MMB-STATS-Dictionary Flashcards
1.
Define Contrasts
- A contrast is a series of numbers which encodes a way of comparing group means in a more complex way than just pairwise comparisons.
- The numbers must all add to zero.
- The order of the numbers is the order of your coding of the groups. For example, the contrast (1, 1, 1, -3) compares groups 1, 2, and 3 collectively, with group 4. The contrast (-1, -1, 1, 1, 0) compares groups 1 and 2 together with groups 3 and 4 together, ignoring group 5.
- There must be as many numbers in the contrast as there are groups. If you want to ignore any groups, they must have a zero in the appropriate place.

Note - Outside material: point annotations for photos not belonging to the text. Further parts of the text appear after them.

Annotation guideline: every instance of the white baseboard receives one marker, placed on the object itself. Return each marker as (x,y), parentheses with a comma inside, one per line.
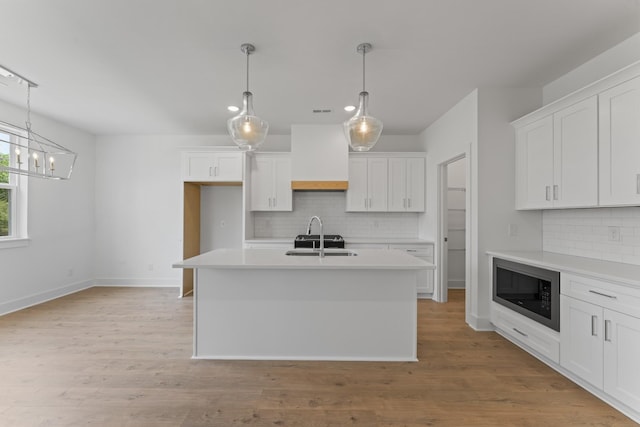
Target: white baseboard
(456,284)
(143,283)
(479,323)
(35,299)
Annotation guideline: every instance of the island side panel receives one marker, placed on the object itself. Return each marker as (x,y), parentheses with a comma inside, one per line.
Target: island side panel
(303,314)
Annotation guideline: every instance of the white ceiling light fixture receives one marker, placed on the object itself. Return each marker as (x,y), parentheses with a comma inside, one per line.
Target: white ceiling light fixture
(247,130)
(362,130)
(32,154)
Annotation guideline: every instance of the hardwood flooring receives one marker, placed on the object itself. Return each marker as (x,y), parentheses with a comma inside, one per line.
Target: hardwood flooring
(121,357)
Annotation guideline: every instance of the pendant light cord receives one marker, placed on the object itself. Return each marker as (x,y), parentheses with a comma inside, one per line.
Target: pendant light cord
(248,70)
(364,52)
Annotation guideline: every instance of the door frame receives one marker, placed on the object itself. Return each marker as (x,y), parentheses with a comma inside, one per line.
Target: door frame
(442,285)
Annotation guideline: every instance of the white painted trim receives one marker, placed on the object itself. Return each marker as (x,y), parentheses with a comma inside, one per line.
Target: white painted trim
(479,324)
(35,299)
(19,242)
(330,359)
(150,283)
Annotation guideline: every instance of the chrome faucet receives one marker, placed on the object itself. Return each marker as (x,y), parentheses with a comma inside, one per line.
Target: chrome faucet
(321,233)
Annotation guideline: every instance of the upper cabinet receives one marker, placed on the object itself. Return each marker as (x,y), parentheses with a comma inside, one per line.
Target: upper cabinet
(386,182)
(557,159)
(406,184)
(212,166)
(367,184)
(271,182)
(620,144)
(582,150)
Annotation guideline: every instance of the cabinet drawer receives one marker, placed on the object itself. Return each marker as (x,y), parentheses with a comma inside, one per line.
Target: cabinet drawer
(605,294)
(419,250)
(525,331)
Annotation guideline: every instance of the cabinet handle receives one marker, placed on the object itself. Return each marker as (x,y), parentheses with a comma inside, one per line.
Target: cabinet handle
(520,332)
(603,295)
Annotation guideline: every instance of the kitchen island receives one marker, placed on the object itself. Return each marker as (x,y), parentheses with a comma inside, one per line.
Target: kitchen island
(261,304)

- You can use contrasts to compare just two groups. For example, (1, 0, 0, -1) would compare groups 1 and 4.
2
When might contrasts be useful?
Contrasts are especially useful if you have a small number of a priori hypotheses that you want to test over a number of groups in a “one way” design, i.e. where there is just one IV with several levels (each level corresponds to one group). If you are testing more than one contrast, a Bonferroni correction (or other appropriate method of statistical adjustment for multiple comparisons) must be applied.
The statistical test of significance is a one sample t-test against zero. In effect, the contrast (-1, 2, -1) for example is testing whether Mean2 - (average of means 1 and 3) is significantly different from zero. Some statistical packages (such as SPSS) and textbooks report contrasts as F tests. In most cases, this is identical to the t-test (because t2[df] = F[1,df]). T-test statistics have the advantage that they can be used one-tailed, unlike an F statistic.
3.
Define Qualitative interaction
In a 2x2 ANOVA, an interaction where the slopes of the two lines representing the two levels of one IV are of opposite sign.

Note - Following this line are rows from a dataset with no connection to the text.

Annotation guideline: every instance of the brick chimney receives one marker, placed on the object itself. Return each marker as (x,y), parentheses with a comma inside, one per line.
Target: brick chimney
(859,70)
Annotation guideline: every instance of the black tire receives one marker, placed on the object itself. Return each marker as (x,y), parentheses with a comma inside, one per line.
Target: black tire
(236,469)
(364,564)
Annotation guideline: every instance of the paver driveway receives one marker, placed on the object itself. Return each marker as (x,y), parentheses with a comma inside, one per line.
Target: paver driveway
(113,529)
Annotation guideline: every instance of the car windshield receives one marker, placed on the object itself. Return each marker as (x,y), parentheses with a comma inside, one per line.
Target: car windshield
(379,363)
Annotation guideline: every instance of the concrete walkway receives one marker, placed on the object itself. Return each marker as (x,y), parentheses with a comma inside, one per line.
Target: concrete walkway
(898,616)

If the variables are relabelled so that the variable representing the two lines becomes the variable with two levels on the horizontal axis and vice versa, a qualitative interaction will become a cross-over interaction.
3
Omnibus F test
A significance test in analysis of variance which tests whether all the population means are equal to one another. A significant result enables us to deduce that this null hypothesis is violated, but in general, it does not state how it is violated, or in which direction.
5
Levene’s Test
A test for HOV (homogeneity of variance) in between groups factorial designs. The null hypothesis is that the within groups variance for all the cells is equal, which is one of the assumptions for the most basic form of the between groups t-test, and for ANOVA.
A significant result for Levene’s test implies that this assumption is violated. For the between groups t-test, there is a simple alternative test which is automatically run in SPSS. For ANOVA, there are post-hoc tests such as the Games-Howell test which do not assume HOV. If you are applying a priori tests such as contrasts, HOV is not an assumption so Levene’s test is not applicable.
6
Sphericity
This is the analogue in repeated measures designs of HOV for between groups designs (see Levene’s Test). A significant result in Mauchly’s test means that the result of any omnibus test in RM ANOVA must be interpreted with caution.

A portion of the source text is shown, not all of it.